Impact: the real 2022 priority
Making impact the priority in 2022 is no longer an option. The scale of the challenges at hand and their urgency justifies more than just awareness, it requires a massive, systematic change of investments towards companies that are committed to playing their role in accelerating social and environmental transitions.
Companies: the creators of positive impact dynamics
In 2020 and 2021, companies have demonstrated their role and influence in responding to major societal challenges. The recent crisis has accelerated awareness of climate change and inequalities, forcing companies to change quickly, particularly in terms of their carbon consumption and their corporate practices. For example, the number of purpose-led companies (entreprises à mission) has increased fivefold in a single year between June 2021 and June 2020.
Indeed, through the choices they make towards their employees, their suppliers and their customers, they create positive externalities that they then use throughout their ecosystems.
The transition to digital is also helping greatly with this because technological innovations have enabled new solutions to be implemented that can then be swiftly deployed at scale.

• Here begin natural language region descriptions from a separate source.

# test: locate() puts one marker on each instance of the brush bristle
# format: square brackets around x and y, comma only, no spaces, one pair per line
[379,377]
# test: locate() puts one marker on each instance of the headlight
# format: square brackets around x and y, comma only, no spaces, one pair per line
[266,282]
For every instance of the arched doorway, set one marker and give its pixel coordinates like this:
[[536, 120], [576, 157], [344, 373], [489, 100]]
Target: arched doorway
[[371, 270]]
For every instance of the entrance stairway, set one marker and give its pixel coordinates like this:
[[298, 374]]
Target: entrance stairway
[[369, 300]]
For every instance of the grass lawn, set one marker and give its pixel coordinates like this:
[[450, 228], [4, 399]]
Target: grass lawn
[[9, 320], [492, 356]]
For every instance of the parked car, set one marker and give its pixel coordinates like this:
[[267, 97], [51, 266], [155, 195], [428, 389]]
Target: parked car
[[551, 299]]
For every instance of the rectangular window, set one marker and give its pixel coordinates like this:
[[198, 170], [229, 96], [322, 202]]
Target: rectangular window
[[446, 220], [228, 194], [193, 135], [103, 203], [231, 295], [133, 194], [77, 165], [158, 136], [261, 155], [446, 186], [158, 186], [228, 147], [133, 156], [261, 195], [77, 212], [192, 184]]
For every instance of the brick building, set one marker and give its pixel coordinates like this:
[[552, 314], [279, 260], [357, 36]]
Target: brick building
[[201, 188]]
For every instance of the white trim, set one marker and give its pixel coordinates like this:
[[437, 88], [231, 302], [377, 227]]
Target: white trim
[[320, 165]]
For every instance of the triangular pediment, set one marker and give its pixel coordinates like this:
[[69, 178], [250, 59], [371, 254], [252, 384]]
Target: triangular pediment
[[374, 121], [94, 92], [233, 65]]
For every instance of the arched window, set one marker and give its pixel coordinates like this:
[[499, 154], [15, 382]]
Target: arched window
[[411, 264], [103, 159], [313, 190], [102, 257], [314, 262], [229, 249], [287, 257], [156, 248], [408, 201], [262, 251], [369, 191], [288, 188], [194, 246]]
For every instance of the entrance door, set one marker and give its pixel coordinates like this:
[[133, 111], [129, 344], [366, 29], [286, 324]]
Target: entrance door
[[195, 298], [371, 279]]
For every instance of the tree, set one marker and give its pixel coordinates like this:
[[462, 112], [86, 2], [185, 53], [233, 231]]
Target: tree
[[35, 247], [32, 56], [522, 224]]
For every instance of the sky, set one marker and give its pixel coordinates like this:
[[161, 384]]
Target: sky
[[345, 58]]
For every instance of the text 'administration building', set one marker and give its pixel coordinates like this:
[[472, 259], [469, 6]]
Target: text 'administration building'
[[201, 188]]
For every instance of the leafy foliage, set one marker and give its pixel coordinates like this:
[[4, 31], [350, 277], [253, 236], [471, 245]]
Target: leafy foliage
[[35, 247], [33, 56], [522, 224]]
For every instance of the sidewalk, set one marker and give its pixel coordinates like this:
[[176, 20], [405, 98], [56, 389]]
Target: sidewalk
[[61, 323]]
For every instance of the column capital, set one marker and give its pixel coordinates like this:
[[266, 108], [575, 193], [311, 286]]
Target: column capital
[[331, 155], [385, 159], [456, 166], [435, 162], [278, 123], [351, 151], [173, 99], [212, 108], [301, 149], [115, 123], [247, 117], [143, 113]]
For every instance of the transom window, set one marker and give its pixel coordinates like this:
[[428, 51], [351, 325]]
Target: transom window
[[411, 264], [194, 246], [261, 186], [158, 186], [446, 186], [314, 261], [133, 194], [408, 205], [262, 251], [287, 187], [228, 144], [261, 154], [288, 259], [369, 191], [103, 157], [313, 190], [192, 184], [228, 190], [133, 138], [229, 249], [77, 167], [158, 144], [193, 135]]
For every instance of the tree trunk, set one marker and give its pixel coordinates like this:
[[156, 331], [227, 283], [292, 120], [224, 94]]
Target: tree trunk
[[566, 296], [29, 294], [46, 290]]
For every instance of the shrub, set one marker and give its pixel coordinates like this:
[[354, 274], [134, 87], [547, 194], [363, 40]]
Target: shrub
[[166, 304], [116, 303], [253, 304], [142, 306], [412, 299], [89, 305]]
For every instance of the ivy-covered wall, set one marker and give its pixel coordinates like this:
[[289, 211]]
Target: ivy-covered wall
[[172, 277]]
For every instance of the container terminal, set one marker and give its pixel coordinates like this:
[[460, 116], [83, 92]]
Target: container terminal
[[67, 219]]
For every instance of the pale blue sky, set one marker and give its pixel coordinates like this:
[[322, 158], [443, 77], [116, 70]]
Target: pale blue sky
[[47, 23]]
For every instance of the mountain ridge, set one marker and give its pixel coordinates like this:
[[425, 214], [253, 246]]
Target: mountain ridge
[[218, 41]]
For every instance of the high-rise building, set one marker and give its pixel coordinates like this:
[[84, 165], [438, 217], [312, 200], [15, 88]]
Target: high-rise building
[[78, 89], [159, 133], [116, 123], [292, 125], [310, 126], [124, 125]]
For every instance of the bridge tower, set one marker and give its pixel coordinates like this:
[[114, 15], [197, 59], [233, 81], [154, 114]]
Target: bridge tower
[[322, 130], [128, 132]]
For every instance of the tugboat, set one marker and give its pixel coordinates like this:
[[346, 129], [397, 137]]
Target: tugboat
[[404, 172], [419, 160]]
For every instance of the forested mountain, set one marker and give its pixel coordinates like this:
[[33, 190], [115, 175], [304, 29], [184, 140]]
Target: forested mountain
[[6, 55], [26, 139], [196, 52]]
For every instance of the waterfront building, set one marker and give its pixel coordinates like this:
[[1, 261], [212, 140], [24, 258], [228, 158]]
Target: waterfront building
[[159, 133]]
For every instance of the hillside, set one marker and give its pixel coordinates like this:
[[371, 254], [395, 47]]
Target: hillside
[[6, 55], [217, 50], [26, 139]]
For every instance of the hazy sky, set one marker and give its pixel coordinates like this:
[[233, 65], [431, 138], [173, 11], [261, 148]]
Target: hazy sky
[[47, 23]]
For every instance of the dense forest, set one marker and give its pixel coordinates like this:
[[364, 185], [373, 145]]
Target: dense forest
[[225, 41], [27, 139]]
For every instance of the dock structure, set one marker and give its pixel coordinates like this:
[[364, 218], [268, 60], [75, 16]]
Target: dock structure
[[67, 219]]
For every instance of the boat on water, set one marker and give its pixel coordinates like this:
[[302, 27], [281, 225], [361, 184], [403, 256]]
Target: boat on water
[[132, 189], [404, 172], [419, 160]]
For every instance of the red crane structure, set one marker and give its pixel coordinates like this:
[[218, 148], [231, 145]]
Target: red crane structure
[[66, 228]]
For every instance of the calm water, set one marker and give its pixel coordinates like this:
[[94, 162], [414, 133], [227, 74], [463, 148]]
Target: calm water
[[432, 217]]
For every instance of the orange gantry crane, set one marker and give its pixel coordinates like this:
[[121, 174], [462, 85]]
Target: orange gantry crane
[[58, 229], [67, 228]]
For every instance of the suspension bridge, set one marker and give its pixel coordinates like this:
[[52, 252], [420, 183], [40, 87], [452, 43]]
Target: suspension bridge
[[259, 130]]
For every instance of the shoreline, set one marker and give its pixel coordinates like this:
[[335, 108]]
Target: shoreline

If companies do not want to miss their opportunity to make a positive impact in 2022, they must be given the financial means to do so, because they are in a position to most engage the whole of society in these transitions.
The impact must be applied globally, as the new normal
Whether it’s a start-up or scale-up, family SME or large group, everybody has the power to act in line with their own resources. Until now only a limited — although growing — number of companies have been proudly committed to a business model based on creating a solution to a climate or identified social problem. These so-called “impact” companies are examples that should be followed, both in terms of impact and growth, like Too Good To Go, Phénix or Castalie. We have to take things further.
Making an impact requires a couple of principles that every business has the ability to embrace. Firstly, there needs to be the intention to take action for social and climate issues. Next, the company’s business model needs alignment with social and climate objectives. And this also means aligning the compensation of the main stakeholders (managers, employees, shareholders) with these objectives. It is not as easy to identify those companies that incorporate impact as a lever for the creation of future value because they may operate in a very large number of sectors and industries. They stand out mainly through their commitments and practices. There is, for example, Splio, a SaaS neo-loyalty platform for retailers, which has made commitments to certain digital standards and is in the process of obtaining the BCorp label.
Private equity, a key player in accelerating the transition
Private equity, alongside executives and companies, supports these transitions in two ways and goes well beyond the ESG criteria that the financial industry has been demanding for several years.
First, through financing, which companies can use as leverage to grow and increase their impact. Take, for example, Tikehau, who are investing in the energy transition with a capital of 100 million euros in Amerenco which enables the solar energy producer to finance itself to the tune of 3 billion euros and thus accelerate its development and aim for a capacity of 3 GW of solar energy in 2023.
Above and beyond financing, private equity can also accelerate things on the operational front by setting out impact objectives and linking financial conditions to impact indicators. For example, the financing provided by Zencap and Capza Expansion to the restaurant group Big Mamma in September 2021 comes with social and environmental impact targets which, if hit, could decrease the debt repayment by a few base points. Last but not least, funds can play an influencing role by implementing impact best practices throughout their portfolio or by dedicating support teams (“operating partners”) to impact, like Marie-Gabrielle Sorin who have been providing operational impact and sustainability support for companies in the Ring Capital portfolio since March 2021.
Thus, it is vital that we reorient the investment strategies of institutional, corporate and private equity investors towards impact, whether this means impact-based models or those using impact as a lever for future value creation.
2022: has the global crisis been favorable to accelerating social and environmental transition?
Will the end of the pandemic and the electoral calendar in France constitute brakes to the intense mobilisation kickstarted by the Covid crisis? 2022 is indeed a decisive year as it has to confirm that, even when we return to normalcy, we are still definitively committed to these transitions. For France, 2022 is also the year that it assumes the presidency of the European Union and will have the opportunity to make its leadership felt on these issues.
We are willing to bet that impact will be top of the priority list for political, financial and economic decision-makers in 2022, so that the current mobilisation does not run out of steam.